# Should you move to Mexico?



## surfrider (Oct 4, 2011)

We left California. We lived in Mexico for only three years. San Cristrobal, Patzcuaro, San Antonio in the lakeside area, and Bucerias. Moved out of Mexico to get my son into the social system and a group home in Arizona. We are there now outside of Phoenix. 

Here is my thoughts for anyone thinking of moving to Mexico. These are just my personal thoughts and I am not indicating that this holds true for everyone. 

DO it. Mexico is a beautiful country and see as much of it as you can. If you do not want to drive it use the bus system it is very good. Stay as long as you can for you will never experience such a feeling of personal discovery and wonder about yourself in the states as you will in Mexico...AT least from my personal experience.

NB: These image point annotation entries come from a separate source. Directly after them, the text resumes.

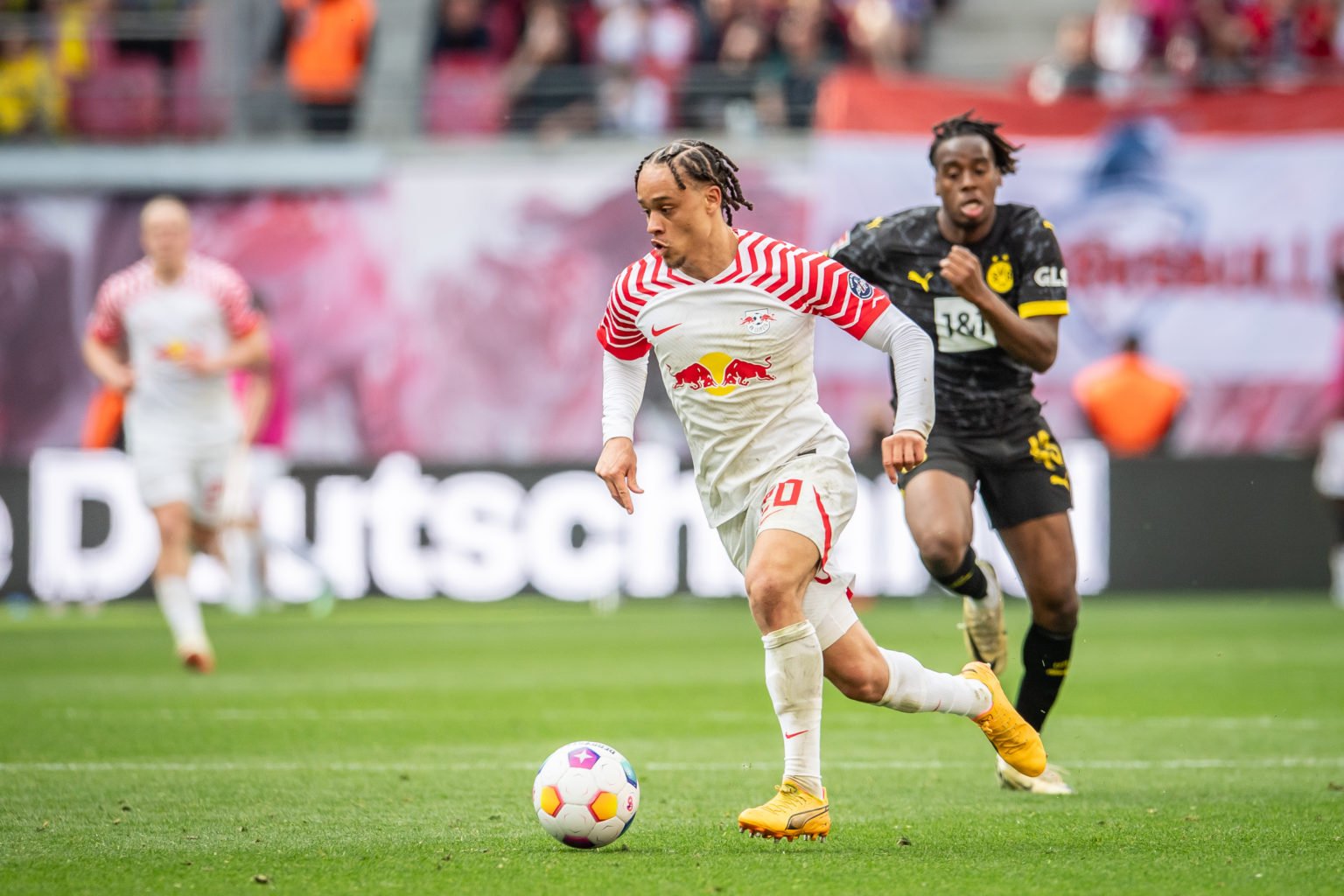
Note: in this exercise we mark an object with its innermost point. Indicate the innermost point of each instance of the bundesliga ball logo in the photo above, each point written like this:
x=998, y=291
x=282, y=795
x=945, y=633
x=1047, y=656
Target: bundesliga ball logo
x=586, y=794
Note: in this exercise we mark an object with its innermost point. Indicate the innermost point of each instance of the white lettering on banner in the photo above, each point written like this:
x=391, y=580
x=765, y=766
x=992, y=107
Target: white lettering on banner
x=474, y=522
x=651, y=564
x=290, y=572
x=1050, y=276
x=481, y=536
x=62, y=569
x=556, y=507
x=398, y=509
x=5, y=542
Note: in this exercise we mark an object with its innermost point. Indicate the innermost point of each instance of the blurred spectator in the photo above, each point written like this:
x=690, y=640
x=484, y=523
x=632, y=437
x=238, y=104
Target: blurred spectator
x=32, y=97
x=1130, y=401
x=889, y=34
x=1070, y=69
x=724, y=94
x=324, y=49
x=156, y=30
x=73, y=25
x=807, y=47
x=463, y=27
x=642, y=49
x=550, y=92
x=1329, y=464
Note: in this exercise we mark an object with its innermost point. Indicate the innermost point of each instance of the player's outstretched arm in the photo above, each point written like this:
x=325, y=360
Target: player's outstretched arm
x=622, y=391
x=1033, y=341
x=107, y=364
x=617, y=468
x=912, y=360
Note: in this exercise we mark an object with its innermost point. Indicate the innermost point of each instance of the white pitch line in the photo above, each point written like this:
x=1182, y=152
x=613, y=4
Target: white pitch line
x=261, y=765
x=245, y=713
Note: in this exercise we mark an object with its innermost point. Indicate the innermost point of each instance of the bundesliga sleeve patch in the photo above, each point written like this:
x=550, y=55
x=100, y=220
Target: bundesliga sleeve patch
x=859, y=286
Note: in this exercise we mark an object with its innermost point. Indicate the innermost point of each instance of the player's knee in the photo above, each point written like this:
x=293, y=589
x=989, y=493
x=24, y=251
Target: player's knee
x=1057, y=612
x=173, y=532
x=862, y=679
x=863, y=688
x=941, y=551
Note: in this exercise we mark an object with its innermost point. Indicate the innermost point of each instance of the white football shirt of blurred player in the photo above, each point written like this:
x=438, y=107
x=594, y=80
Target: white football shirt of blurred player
x=180, y=426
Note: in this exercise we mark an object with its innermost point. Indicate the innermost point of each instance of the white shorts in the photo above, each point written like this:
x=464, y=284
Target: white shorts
x=1329, y=465
x=815, y=497
x=168, y=473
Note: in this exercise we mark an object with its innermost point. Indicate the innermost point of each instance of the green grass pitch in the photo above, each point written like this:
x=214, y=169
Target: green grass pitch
x=390, y=747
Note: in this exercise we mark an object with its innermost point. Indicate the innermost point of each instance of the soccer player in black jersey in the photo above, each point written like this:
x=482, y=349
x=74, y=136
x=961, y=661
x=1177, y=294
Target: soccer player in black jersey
x=988, y=284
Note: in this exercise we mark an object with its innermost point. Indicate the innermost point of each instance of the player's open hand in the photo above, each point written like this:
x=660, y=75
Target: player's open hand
x=902, y=452
x=200, y=363
x=118, y=378
x=616, y=466
x=962, y=270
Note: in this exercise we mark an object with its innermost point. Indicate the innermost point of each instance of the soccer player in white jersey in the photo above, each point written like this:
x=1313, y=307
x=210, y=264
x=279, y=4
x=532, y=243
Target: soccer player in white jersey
x=185, y=321
x=729, y=315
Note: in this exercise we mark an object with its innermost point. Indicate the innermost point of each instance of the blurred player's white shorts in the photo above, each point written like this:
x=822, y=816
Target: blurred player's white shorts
x=1329, y=465
x=248, y=474
x=815, y=497
x=168, y=472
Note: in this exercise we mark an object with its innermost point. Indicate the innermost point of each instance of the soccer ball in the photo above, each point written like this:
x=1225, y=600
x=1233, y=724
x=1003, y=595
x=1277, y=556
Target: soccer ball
x=586, y=794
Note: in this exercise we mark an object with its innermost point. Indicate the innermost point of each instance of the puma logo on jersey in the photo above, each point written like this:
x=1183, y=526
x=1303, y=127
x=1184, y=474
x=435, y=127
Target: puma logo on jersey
x=922, y=280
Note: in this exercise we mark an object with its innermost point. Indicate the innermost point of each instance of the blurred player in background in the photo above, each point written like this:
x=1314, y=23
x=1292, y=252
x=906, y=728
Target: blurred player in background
x=262, y=396
x=730, y=315
x=186, y=323
x=1329, y=462
x=988, y=284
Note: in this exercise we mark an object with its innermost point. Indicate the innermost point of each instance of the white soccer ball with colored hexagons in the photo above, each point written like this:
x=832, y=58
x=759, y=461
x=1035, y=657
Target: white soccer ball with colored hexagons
x=586, y=794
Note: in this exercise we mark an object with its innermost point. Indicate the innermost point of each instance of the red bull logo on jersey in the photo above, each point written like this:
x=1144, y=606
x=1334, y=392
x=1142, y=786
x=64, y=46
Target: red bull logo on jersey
x=757, y=321
x=173, y=351
x=719, y=374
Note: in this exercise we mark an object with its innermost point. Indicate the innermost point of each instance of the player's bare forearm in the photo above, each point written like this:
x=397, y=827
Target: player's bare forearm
x=1033, y=341
x=617, y=469
x=250, y=351
x=107, y=364
x=902, y=452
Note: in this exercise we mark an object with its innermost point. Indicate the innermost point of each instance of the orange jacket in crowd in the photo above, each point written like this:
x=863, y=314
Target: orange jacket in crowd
x=1130, y=402
x=327, y=47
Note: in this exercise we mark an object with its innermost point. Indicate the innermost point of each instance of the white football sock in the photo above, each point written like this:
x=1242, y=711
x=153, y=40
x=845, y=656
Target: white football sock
x=182, y=612
x=241, y=559
x=1338, y=574
x=794, y=679
x=917, y=690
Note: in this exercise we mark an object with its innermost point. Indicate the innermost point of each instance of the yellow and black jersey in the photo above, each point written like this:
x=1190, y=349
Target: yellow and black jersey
x=978, y=387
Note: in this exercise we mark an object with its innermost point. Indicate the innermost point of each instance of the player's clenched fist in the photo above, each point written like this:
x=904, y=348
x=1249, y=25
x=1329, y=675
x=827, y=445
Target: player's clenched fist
x=616, y=466
x=902, y=452
x=962, y=270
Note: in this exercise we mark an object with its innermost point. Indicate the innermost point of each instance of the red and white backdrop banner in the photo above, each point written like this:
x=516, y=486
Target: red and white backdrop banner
x=1208, y=228
x=451, y=312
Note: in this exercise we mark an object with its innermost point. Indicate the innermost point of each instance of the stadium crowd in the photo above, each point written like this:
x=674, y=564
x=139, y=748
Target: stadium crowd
x=1143, y=46
x=133, y=69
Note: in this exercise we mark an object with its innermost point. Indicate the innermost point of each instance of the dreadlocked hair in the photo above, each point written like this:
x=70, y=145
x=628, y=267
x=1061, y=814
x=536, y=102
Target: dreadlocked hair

Mexico is vibrant with sounds - color - texture and expression. The people that you will met, well that is up to you in how you met them. I found wonderful friends there and I also found some not so wonderful people there. 

Would I purchase a home there again, I am not sure about that but I do not think so. I would go with as little as possible and the rentals are furnished, buy your clothing there for the place your in and be without concerns over ÿour¨things. 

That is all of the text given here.